Turning to the substance of a speech brimming with hope, determination and ambition, he told thousands of delegates that the party must deliver a “new era of growth” to create a “Britain built to last”.
Recalling the governments of Tony Blair, Harold Wilson and Clement Attlee, he said: “If you think our job in 1997 was to rebuild a crumbling public realm.
“That in 1964 it was to modernise an economy left behind by the pace of technology.
“In 1945 to build a new Britain out of the trauma of collective sacrifice. Then in 2024 it will have to be all three.” Sir Keir did not announce any eye-catching new policies but his speech was charged with emotive rhetoric and interspersed with more personal sections as he sought to present himself as a future PM to lead the nation in recovery from the “age of insecurity” to “get our future back”.
Tearing into 13 years of Tory rule dogged by political turmoil, the cost-of-living crisis and pandemic, he said: “Today we turn the page. Answer the question ‘Why Labour?’ with a plan for a Britain built to last.”
He planted Labour as a “party of service” not protest, firmly in the centre ground of British politics just four years after Mr Corbyn led the party to election disaster.
Business
Labour was unafraid to “hold out the hand of partnership to business”, Sir Keir insisted, as he outlined plans for a public-private National Wealth Fund to invest in electric battery giga factories, clean British steel and a new generation of ports. His vision was not “state control, not pure free markets... but a genuine partnership” as he told how company chiefs had bemoaned the “chopping and changing, the sticking plaster politics, the chaos, that is holding back investment in our country”.
Homes
Sir Keir vowed to free up development in areas of the country that he said were mislabelled “green belt,” as part of plans to build 1.5 million new homes so the “dream of home ownership” did not increasingly become a “luxury for the few not the privilege of the many”. He announced a blueprint for a “new generation” of towns and to “bulldoze” through barriers in the planning system to speed up key infrastructure projects.
The NHS
A backlog of 7.5 million people waiting for NHS treatment under the Tories was an “outrage”, the Labour leader said, highlighting the case of Hendon FC footballer Hamza Semakula who is having to crowd-fund £15,000 for private care after he tore his knee ligaments. “The whole point of our NHS is to be the crowd-funded solution for all of us,” Sir Keir said, pledging to get the service “back on its feet”.
Families
Highlighting economic woes of many families, Sir Keir said his sister, a care worker, had struggled “just to make ends meet” during the cost-of-living crisis despite having worked “14-hour shifts” throughout the pandemic. “I grew up working class,” he added, stressing the “pebble-dashed semi was everything to my family”. He said: “I’ve felt the anxiety of a cost-of-living crisis before. And until your family can see the way out, I will fight for you.”
The Tories
In a direct appeal to Conservative voters to join Labour, said: “If you look in horror at the descent of your party into the murky waters of populism and conspiracy, with no argument for economic change.”

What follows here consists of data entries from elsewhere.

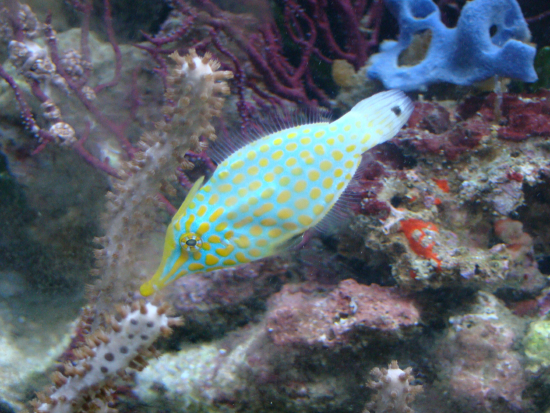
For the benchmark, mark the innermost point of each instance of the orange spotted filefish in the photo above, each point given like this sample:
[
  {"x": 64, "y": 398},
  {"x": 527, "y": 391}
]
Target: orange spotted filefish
[{"x": 273, "y": 189}]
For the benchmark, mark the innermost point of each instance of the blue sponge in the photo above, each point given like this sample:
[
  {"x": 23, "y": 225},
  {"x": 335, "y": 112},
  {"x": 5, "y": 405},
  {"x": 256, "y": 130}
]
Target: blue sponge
[{"x": 461, "y": 55}]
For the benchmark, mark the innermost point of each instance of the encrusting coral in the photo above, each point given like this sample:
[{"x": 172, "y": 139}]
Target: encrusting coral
[
  {"x": 394, "y": 390},
  {"x": 86, "y": 383}
]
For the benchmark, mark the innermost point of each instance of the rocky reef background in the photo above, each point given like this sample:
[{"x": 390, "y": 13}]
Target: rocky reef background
[{"x": 442, "y": 264}]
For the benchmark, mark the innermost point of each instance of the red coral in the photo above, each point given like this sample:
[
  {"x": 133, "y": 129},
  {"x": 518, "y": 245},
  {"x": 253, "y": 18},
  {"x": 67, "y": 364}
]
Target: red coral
[
  {"x": 523, "y": 116},
  {"x": 443, "y": 184},
  {"x": 431, "y": 130},
  {"x": 418, "y": 239}
]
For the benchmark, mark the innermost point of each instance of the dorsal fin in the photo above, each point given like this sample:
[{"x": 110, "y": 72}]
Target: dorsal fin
[
  {"x": 341, "y": 212},
  {"x": 192, "y": 192},
  {"x": 268, "y": 123}
]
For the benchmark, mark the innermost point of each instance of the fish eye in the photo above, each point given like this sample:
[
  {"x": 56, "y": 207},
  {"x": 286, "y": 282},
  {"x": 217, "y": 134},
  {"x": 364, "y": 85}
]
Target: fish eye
[{"x": 190, "y": 241}]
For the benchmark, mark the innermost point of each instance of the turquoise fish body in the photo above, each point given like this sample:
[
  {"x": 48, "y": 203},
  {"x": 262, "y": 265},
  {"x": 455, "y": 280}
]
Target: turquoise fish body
[{"x": 273, "y": 189}]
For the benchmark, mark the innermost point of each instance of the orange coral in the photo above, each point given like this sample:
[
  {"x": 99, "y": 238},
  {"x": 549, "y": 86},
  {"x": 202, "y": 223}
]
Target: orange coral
[
  {"x": 418, "y": 239},
  {"x": 443, "y": 184}
]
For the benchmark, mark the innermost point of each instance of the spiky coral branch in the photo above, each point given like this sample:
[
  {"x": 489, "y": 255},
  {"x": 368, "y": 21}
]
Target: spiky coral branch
[
  {"x": 124, "y": 342},
  {"x": 194, "y": 86},
  {"x": 394, "y": 390}
]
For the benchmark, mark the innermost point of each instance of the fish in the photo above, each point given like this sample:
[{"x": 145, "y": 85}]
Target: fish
[{"x": 273, "y": 189}]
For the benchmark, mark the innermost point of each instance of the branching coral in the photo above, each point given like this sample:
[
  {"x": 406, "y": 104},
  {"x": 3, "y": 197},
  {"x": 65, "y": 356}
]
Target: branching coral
[
  {"x": 192, "y": 97},
  {"x": 394, "y": 390},
  {"x": 86, "y": 383}
]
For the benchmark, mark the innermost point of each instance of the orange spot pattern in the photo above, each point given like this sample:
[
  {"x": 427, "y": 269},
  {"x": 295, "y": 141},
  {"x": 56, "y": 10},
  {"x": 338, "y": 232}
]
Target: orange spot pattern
[{"x": 414, "y": 231}]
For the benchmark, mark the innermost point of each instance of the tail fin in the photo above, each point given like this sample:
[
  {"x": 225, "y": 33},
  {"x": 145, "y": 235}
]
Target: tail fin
[{"x": 379, "y": 117}]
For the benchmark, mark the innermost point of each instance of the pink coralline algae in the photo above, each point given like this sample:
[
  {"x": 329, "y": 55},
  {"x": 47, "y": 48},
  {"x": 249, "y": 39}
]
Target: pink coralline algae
[
  {"x": 431, "y": 130},
  {"x": 302, "y": 316},
  {"x": 478, "y": 360},
  {"x": 521, "y": 116}
]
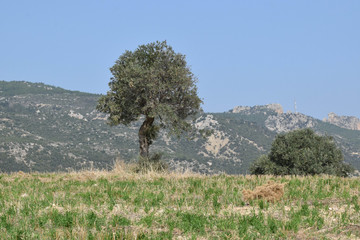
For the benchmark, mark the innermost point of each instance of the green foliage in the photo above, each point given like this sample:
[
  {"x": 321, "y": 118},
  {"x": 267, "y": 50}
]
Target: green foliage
[
  {"x": 154, "y": 82},
  {"x": 162, "y": 206},
  {"x": 302, "y": 152}
]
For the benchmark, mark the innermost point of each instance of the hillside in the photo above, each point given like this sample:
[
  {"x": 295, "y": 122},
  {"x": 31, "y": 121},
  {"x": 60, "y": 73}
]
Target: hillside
[{"x": 46, "y": 128}]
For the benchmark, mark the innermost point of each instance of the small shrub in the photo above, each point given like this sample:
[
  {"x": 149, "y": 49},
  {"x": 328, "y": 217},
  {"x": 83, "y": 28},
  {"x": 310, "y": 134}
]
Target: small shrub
[{"x": 269, "y": 192}]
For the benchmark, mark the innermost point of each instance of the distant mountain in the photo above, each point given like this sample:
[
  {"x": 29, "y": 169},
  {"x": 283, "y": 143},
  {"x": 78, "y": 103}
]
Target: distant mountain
[
  {"x": 46, "y": 128},
  {"x": 348, "y": 122}
]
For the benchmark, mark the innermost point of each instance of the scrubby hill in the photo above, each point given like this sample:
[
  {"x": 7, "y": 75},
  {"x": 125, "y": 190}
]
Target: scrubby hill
[{"x": 46, "y": 128}]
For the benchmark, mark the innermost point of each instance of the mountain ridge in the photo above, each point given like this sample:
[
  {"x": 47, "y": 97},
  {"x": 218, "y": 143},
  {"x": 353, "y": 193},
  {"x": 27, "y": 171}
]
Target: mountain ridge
[{"x": 45, "y": 128}]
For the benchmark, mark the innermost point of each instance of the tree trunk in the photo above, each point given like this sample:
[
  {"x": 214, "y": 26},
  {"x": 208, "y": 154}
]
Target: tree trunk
[{"x": 144, "y": 139}]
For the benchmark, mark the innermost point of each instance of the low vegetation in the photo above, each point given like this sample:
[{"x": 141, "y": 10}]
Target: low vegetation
[
  {"x": 302, "y": 152},
  {"x": 121, "y": 204}
]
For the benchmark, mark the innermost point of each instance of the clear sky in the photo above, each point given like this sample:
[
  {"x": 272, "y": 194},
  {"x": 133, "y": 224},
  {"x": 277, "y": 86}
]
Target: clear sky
[{"x": 242, "y": 52}]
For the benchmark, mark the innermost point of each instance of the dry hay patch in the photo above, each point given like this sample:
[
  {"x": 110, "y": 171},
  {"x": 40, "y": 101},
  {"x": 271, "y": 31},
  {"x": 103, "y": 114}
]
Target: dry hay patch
[{"x": 270, "y": 192}]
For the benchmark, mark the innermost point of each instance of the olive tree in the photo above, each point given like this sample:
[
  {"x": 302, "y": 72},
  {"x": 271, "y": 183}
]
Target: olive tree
[
  {"x": 155, "y": 84},
  {"x": 302, "y": 152}
]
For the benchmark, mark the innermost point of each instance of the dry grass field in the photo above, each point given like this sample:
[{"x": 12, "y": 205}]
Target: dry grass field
[{"x": 120, "y": 204}]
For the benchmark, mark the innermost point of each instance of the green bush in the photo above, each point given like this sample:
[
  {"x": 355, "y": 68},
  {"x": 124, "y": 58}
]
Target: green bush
[{"x": 302, "y": 152}]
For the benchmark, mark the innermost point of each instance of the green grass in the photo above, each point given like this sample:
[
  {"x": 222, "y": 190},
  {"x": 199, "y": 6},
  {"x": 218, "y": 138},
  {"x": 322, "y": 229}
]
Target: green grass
[{"x": 125, "y": 205}]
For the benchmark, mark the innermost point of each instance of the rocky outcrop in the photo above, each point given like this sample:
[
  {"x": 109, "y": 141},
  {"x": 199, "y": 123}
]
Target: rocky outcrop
[
  {"x": 275, "y": 107},
  {"x": 288, "y": 122},
  {"x": 348, "y": 122}
]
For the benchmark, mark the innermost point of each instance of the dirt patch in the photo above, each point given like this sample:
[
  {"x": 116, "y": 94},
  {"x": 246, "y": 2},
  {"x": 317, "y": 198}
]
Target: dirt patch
[{"x": 270, "y": 192}]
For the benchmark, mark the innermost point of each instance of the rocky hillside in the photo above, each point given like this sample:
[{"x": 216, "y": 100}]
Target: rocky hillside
[{"x": 45, "y": 128}]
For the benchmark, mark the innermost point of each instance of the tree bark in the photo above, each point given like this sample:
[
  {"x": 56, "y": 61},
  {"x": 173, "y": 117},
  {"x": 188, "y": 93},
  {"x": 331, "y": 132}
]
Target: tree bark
[{"x": 144, "y": 139}]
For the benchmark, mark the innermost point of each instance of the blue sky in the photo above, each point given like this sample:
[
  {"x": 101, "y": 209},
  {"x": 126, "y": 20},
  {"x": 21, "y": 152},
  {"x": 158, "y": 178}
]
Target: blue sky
[{"x": 242, "y": 52}]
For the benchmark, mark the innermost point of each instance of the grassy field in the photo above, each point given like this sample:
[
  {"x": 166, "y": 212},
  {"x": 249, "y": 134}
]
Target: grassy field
[{"x": 124, "y": 205}]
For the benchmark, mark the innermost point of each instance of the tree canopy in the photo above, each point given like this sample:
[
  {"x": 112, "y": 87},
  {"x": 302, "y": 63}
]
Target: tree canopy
[
  {"x": 155, "y": 83},
  {"x": 302, "y": 152}
]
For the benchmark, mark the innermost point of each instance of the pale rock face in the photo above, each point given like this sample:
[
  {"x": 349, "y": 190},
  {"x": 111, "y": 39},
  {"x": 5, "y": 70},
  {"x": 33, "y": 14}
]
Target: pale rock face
[
  {"x": 276, "y": 107},
  {"x": 240, "y": 109},
  {"x": 273, "y": 106},
  {"x": 76, "y": 115},
  {"x": 207, "y": 122},
  {"x": 289, "y": 122},
  {"x": 348, "y": 122}
]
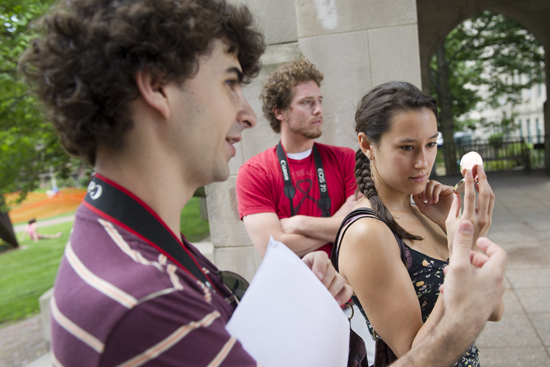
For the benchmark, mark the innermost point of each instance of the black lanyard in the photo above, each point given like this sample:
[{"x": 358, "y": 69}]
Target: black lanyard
[
  {"x": 290, "y": 190},
  {"x": 116, "y": 204}
]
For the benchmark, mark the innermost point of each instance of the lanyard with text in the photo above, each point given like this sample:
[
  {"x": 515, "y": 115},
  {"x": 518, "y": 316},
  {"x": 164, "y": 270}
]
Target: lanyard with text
[
  {"x": 115, "y": 203},
  {"x": 290, "y": 190}
]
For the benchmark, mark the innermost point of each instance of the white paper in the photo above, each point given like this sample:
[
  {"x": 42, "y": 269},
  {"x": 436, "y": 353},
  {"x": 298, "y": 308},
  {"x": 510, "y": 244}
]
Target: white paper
[{"x": 287, "y": 316}]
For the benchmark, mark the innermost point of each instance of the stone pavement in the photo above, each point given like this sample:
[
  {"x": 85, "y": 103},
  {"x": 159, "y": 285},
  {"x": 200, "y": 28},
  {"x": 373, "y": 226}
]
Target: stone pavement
[{"x": 521, "y": 225}]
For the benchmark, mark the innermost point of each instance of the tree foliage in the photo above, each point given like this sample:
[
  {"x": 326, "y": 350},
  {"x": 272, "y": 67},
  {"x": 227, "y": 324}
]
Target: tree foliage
[
  {"x": 488, "y": 50},
  {"x": 28, "y": 144}
]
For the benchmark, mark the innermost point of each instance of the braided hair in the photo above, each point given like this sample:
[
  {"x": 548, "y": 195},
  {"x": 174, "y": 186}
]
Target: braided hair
[{"x": 373, "y": 118}]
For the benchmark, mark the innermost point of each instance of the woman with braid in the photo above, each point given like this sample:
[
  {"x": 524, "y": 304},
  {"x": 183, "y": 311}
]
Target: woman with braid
[{"x": 393, "y": 246}]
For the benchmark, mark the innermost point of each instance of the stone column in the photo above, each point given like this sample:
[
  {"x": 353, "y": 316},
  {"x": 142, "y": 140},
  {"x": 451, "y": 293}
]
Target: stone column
[{"x": 357, "y": 44}]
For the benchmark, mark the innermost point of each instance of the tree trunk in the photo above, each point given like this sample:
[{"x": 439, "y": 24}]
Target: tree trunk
[{"x": 445, "y": 104}]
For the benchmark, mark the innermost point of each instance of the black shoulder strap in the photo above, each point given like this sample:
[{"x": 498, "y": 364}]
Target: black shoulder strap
[
  {"x": 112, "y": 202},
  {"x": 351, "y": 218}
]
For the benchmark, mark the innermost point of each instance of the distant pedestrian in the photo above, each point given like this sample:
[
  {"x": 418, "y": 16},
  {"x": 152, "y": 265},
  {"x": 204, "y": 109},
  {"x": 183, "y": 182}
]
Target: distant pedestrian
[{"x": 32, "y": 231}]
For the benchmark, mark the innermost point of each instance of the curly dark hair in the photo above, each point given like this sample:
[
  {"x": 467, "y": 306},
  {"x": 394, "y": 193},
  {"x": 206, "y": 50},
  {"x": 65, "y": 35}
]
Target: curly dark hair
[
  {"x": 277, "y": 89},
  {"x": 373, "y": 118},
  {"x": 83, "y": 65}
]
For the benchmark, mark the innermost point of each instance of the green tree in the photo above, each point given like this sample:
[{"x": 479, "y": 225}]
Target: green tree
[{"x": 482, "y": 51}]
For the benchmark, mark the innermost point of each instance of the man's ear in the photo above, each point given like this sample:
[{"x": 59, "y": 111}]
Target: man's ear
[
  {"x": 152, "y": 92},
  {"x": 365, "y": 145}
]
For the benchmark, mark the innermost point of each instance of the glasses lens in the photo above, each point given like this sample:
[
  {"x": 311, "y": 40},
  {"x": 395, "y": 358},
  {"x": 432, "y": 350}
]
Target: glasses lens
[{"x": 236, "y": 283}]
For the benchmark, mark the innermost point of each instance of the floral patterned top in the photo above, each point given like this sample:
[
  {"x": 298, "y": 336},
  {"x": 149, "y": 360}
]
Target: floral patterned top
[{"x": 426, "y": 275}]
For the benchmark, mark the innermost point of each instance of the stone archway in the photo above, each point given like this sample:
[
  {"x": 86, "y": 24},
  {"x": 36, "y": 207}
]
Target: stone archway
[{"x": 436, "y": 19}]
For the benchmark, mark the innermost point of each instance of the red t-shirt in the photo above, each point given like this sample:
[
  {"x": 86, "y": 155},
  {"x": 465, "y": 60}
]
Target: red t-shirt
[{"x": 260, "y": 184}]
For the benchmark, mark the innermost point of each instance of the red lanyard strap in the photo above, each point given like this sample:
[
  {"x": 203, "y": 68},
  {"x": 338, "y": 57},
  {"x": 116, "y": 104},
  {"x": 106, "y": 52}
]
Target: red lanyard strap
[{"x": 110, "y": 200}]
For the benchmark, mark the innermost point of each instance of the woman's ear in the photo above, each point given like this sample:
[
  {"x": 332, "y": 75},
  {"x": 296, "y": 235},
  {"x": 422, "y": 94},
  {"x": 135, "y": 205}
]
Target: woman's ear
[
  {"x": 365, "y": 145},
  {"x": 152, "y": 92}
]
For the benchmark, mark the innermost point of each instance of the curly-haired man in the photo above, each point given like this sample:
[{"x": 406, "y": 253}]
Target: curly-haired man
[
  {"x": 286, "y": 191},
  {"x": 149, "y": 93}
]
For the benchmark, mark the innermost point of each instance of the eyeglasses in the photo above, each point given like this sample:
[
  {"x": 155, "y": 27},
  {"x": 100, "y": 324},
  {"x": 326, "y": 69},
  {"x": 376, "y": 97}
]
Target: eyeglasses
[{"x": 234, "y": 282}]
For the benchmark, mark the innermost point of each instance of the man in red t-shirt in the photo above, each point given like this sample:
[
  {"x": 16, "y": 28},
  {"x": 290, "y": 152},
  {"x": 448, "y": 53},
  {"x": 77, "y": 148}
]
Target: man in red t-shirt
[{"x": 279, "y": 190}]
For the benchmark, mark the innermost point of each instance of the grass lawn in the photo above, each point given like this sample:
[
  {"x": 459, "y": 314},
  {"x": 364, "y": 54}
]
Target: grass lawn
[{"x": 26, "y": 274}]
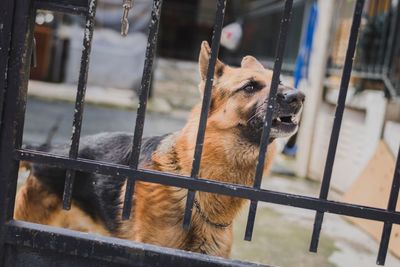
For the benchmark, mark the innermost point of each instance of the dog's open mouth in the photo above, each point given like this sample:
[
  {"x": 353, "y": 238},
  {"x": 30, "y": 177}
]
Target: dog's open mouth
[{"x": 285, "y": 123}]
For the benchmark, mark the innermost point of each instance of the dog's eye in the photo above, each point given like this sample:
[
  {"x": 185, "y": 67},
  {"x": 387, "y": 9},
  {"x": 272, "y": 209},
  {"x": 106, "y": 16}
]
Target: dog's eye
[{"x": 250, "y": 88}]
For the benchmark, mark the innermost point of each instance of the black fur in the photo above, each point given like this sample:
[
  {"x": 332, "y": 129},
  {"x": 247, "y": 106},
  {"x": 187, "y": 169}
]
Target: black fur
[{"x": 96, "y": 194}]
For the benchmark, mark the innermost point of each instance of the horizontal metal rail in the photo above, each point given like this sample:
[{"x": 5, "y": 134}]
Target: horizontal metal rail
[
  {"x": 205, "y": 185},
  {"x": 107, "y": 249},
  {"x": 78, "y": 7}
]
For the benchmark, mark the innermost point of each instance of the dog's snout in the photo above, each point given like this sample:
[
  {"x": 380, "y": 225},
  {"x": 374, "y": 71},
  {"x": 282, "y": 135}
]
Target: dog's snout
[{"x": 291, "y": 96}]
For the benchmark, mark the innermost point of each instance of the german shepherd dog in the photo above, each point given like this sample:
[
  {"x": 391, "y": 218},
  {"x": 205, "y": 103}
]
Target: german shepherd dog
[{"x": 230, "y": 154}]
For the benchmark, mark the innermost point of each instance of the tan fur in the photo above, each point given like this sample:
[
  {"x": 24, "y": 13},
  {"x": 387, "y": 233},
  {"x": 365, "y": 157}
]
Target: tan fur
[
  {"x": 34, "y": 203},
  {"x": 157, "y": 210}
]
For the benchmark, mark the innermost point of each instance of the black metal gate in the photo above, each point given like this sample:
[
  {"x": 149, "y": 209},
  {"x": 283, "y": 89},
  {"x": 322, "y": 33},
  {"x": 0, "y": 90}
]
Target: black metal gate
[{"x": 27, "y": 244}]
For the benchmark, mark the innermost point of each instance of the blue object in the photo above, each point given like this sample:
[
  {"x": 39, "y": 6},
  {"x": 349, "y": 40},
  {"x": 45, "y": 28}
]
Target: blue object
[{"x": 303, "y": 58}]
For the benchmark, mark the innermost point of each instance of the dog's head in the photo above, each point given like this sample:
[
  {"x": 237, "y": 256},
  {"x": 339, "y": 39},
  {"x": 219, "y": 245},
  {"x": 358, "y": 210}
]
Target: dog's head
[{"x": 239, "y": 99}]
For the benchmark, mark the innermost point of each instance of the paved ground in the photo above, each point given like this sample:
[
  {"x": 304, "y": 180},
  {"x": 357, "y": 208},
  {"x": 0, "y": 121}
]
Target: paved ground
[{"x": 282, "y": 234}]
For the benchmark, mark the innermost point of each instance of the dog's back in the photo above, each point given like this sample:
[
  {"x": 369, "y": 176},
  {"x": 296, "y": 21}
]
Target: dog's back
[{"x": 95, "y": 195}]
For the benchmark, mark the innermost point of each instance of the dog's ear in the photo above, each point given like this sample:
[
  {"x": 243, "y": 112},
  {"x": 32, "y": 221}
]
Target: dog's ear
[
  {"x": 204, "y": 57},
  {"x": 251, "y": 63}
]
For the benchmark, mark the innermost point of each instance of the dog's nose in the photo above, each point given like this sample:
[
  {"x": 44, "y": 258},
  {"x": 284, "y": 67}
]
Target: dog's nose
[{"x": 291, "y": 96}]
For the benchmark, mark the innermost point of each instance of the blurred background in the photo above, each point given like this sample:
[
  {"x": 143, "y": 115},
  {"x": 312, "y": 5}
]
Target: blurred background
[{"x": 313, "y": 62}]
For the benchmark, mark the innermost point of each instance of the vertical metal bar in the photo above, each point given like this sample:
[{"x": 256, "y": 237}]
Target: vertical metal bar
[
  {"x": 344, "y": 84},
  {"x": 80, "y": 101},
  {"x": 21, "y": 14},
  {"x": 284, "y": 29},
  {"x": 387, "y": 227},
  {"x": 141, "y": 112},
  {"x": 219, "y": 19},
  {"x": 383, "y": 43},
  {"x": 395, "y": 10},
  {"x": 6, "y": 12}
]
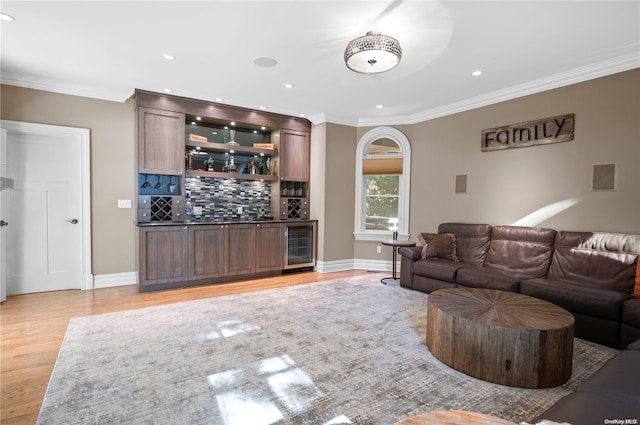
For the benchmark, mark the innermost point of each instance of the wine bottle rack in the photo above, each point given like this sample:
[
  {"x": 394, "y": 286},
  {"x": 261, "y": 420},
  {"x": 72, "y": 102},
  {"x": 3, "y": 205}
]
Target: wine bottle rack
[
  {"x": 294, "y": 208},
  {"x": 161, "y": 208}
]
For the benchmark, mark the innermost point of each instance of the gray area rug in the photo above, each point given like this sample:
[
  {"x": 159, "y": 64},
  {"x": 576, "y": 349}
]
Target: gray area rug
[{"x": 347, "y": 351}]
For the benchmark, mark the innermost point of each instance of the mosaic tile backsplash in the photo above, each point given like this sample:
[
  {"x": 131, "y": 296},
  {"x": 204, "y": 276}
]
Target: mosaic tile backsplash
[{"x": 220, "y": 198}]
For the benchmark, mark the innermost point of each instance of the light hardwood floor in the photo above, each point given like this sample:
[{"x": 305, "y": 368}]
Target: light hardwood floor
[{"x": 33, "y": 327}]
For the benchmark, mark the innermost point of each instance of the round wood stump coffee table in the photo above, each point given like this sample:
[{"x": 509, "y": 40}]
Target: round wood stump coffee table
[
  {"x": 453, "y": 417},
  {"x": 502, "y": 337}
]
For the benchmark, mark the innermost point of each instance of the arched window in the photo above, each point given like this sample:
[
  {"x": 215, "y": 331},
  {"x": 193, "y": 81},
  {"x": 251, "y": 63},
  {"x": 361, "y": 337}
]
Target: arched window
[{"x": 383, "y": 162}]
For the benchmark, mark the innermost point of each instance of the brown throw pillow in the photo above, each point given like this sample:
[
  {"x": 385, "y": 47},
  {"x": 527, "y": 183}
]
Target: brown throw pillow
[{"x": 436, "y": 245}]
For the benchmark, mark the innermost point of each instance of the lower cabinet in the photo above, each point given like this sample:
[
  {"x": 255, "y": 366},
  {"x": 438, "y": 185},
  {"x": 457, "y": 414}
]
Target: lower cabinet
[
  {"x": 254, "y": 248},
  {"x": 241, "y": 249},
  {"x": 206, "y": 251},
  {"x": 164, "y": 255},
  {"x": 172, "y": 256},
  {"x": 269, "y": 247}
]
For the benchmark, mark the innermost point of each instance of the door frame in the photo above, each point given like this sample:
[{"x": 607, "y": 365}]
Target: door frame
[{"x": 85, "y": 171}]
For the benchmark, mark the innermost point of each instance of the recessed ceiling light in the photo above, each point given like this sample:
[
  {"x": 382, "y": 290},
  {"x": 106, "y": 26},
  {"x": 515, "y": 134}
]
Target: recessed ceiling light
[
  {"x": 265, "y": 62},
  {"x": 6, "y": 18}
]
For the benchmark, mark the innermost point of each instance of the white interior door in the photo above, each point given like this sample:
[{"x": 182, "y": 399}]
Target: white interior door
[{"x": 45, "y": 241}]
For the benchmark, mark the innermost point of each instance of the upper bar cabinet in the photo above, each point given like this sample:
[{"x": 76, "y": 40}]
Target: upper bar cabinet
[{"x": 160, "y": 142}]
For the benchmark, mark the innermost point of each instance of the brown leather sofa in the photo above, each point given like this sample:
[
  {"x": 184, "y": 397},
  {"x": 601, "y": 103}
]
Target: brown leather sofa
[{"x": 592, "y": 275}]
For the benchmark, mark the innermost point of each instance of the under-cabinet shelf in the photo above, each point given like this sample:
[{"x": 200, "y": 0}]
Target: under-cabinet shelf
[
  {"x": 239, "y": 176},
  {"x": 223, "y": 147}
]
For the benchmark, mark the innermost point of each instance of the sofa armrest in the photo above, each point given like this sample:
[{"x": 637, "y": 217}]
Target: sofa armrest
[{"x": 412, "y": 253}]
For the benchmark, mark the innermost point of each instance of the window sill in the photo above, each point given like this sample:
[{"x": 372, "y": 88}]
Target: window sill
[{"x": 378, "y": 236}]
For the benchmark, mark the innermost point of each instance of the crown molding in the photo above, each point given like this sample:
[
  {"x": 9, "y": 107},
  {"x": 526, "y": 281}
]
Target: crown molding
[
  {"x": 612, "y": 66},
  {"x": 111, "y": 95},
  {"x": 624, "y": 62}
]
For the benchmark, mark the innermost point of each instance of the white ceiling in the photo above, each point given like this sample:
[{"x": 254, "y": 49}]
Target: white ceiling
[{"x": 107, "y": 49}]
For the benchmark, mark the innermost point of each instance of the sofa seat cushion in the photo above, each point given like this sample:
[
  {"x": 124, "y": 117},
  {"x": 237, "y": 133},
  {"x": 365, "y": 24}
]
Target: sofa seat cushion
[
  {"x": 607, "y": 260},
  {"x": 582, "y": 408},
  {"x": 525, "y": 250},
  {"x": 444, "y": 270},
  {"x": 472, "y": 241},
  {"x": 631, "y": 312},
  {"x": 580, "y": 298},
  {"x": 617, "y": 379},
  {"x": 490, "y": 278}
]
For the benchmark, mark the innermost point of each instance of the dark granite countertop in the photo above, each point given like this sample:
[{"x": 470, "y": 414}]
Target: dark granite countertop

However, he also predicted the Tories would be “up for the fight” at the next election and claimed they would be “dangerous”, ready to “cross the line” to stay in power.
Critics, though, may say Sir Keir is yet to flesh out what Labour stands for, and that more policies should be unveiled to cut through to voters.
Crime
Sir Keir also sought to seize the issue of law and order back from the Tories, with a new Community Policing Guaranteem to ensure more town centre patrols through 13,000 extra neighbourhood officers and Police Community Support Officers on the streets.
Israel
On foreign affairs, he stressed Labour’s staunch backing for Ukraine and said he was “shocked and appalled by events in Israel”. “I utterly condemn the senseless murder of men, women and children — including British citizens — in cold blood by the terrorists of Hamas,” the Labour leader said.
Scotland
Sir Keir said Labour’s storming victory in the recent by-election for Rutherglen and Hamilton West showed “a tide that is turning” for Labour in Scotland.